Wurmlinger Kapellenwegle (Früchtetrauf-Rundwanderung Schwäbische Alb)


Erstellt von: Tom - Wanderatlas Redaktion
Streckenlänge: 6 km
Gehzeit o. Pause: 1 Std. 30 Min.
Höhenmeter ca. ↑200m  ↓200m
Früchtetrauf Wurmlinger Kapellenwegle

Im Rahmen eines schwäbischen Dichterwettstreits zur Wurmlinger Kapelle flossen im frühen 19. Jahrhundert aus des Tübinger Dichters Ludwig Uhlands Hand hübsche Verse: „Droben stehet die Kapelle, schauet still ins Thal hinab, drunten singt bei Wies’ und Quelle froh und hell der Hirtenknab’.“

Für derlei Gedanken bietet der Spaziergang über das Wurmlinger Kapellenwegle Raum, und wer die Runde verlängern mag, erweitert sie um das Hirschauer Spitzwegle mit dem Naturschutzgebiet Hirschauer Berg.

Wurmlingen ist ein Stadtteil von Rottenburg am Neckar und wurde um 1100 erstmalig genannt.
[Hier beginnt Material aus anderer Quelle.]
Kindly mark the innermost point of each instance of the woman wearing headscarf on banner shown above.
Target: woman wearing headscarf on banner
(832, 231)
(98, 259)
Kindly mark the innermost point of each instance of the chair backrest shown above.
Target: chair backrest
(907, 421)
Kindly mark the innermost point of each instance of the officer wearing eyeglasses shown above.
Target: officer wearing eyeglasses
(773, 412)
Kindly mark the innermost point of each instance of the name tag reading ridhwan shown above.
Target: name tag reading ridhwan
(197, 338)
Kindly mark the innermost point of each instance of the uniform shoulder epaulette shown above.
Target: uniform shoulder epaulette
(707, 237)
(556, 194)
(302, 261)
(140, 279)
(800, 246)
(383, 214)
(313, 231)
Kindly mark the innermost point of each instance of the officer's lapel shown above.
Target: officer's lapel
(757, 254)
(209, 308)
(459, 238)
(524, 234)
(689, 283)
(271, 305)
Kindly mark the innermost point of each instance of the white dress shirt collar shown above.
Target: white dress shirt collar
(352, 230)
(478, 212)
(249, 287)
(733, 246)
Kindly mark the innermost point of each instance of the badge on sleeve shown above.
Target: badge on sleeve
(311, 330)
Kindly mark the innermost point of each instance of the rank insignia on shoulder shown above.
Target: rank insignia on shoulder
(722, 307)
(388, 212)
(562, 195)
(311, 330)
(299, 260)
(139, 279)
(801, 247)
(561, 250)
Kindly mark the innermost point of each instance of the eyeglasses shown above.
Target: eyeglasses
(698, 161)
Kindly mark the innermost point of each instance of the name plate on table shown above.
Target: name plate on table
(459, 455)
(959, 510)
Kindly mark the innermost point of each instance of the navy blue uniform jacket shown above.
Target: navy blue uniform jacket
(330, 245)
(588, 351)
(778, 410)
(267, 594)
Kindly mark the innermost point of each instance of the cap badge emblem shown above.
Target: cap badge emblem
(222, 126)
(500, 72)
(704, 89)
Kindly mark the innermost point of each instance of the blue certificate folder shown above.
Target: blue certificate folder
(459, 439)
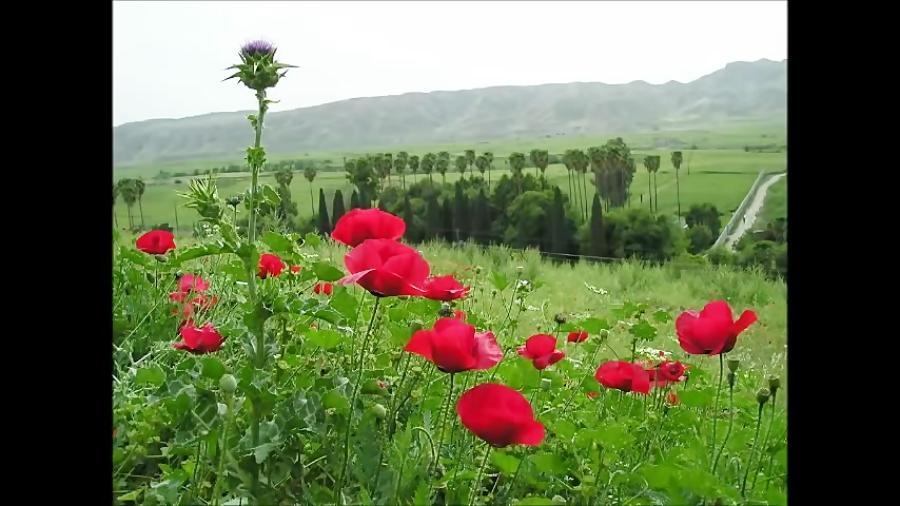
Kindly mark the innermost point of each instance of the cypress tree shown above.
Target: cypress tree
(598, 231)
(337, 207)
(324, 222)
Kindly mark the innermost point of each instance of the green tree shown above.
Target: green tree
(490, 158)
(540, 158)
(139, 189)
(597, 230)
(337, 207)
(442, 164)
(309, 172)
(427, 164)
(461, 165)
(400, 163)
(676, 162)
(324, 222)
(414, 166)
(128, 191)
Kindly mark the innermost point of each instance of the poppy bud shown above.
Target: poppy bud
(733, 364)
(774, 384)
(379, 411)
(228, 383)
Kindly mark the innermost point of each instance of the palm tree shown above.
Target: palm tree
(676, 162)
(516, 165)
(427, 165)
(461, 166)
(470, 158)
(309, 172)
(442, 164)
(414, 166)
(400, 162)
(129, 195)
(569, 162)
(490, 158)
(482, 164)
(139, 188)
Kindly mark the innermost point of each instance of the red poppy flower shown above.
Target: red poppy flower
(270, 265)
(191, 283)
(499, 415)
(321, 288)
(385, 268)
(624, 376)
(577, 337)
(666, 373)
(360, 224)
(454, 346)
(444, 288)
(156, 242)
(711, 331)
(199, 340)
(672, 398)
(541, 350)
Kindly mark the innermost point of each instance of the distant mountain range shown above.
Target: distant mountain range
(740, 91)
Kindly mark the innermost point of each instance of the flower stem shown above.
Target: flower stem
(716, 408)
(765, 442)
(222, 450)
(477, 482)
(752, 450)
(444, 418)
(362, 356)
(730, 424)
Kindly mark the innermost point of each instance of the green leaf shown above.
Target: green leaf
(131, 496)
(327, 272)
(594, 325)
(535, 501)
(499, 280)
(312, 239)
(195, 252)
(278, 243)
(549, 463)
(344, 303)
(335, 400)
(152, 375)
(261, 452)
(325, 338)
(505, 462)
(213, 368)
(643, 330)
(662, 316)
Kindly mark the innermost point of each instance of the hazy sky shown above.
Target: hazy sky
(169, 58)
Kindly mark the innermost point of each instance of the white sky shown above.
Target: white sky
(169, 58)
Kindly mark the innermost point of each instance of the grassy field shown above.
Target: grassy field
(731, 136)
(721, 177)
(776, 203)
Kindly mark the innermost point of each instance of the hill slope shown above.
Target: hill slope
(741, 90)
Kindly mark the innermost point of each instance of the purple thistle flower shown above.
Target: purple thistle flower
(256, 48)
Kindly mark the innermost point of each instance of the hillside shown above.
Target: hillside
(740, 91)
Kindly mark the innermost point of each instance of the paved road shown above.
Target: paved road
(752, 211)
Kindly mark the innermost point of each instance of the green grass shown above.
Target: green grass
(775, 205)
(721, 177)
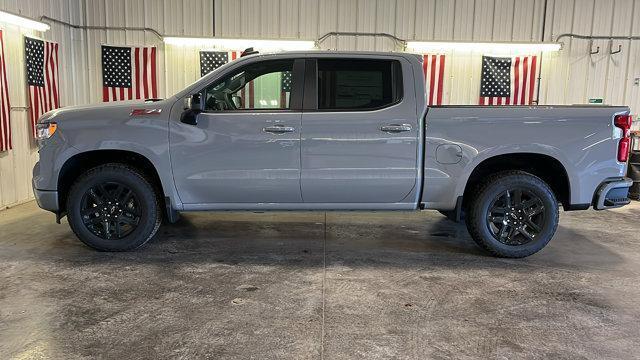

Auf noch mehr Jahre kommt die Wurmlinger Kapelle auf dem Kapellenger (475m), zu der wir heute nicht nur hinaufschauen wollen, sondern sie erkunden. Dazu haben wir uns einen Sonntag ausgesucht, weil die Kapelle von Mai bis Oktober und bei schönem Wetter von 10 bis 16 Uhr geöffnet ist.

Start ist am Kapellenparkplatz, östlich des Ortskerns von Wurmlingen. Wir werden durchweg Aussichten über abwechslungsreiche offene Landschaft haben. Es geht zunächst recht flach gen Hirschau. Nach rund 1,6km macht der Weg eine scharfe Kurve und wir wandern dann aufwärts. Wir kommen zum Aussichtspunkt Hohenzollernblick. Die fürstliche und kaiserliche Burg der Hohenzollern erhebt sich auf dem 855m hohen Berg Hohenzollern, rund 30 Fahrkilometer südlich von uns.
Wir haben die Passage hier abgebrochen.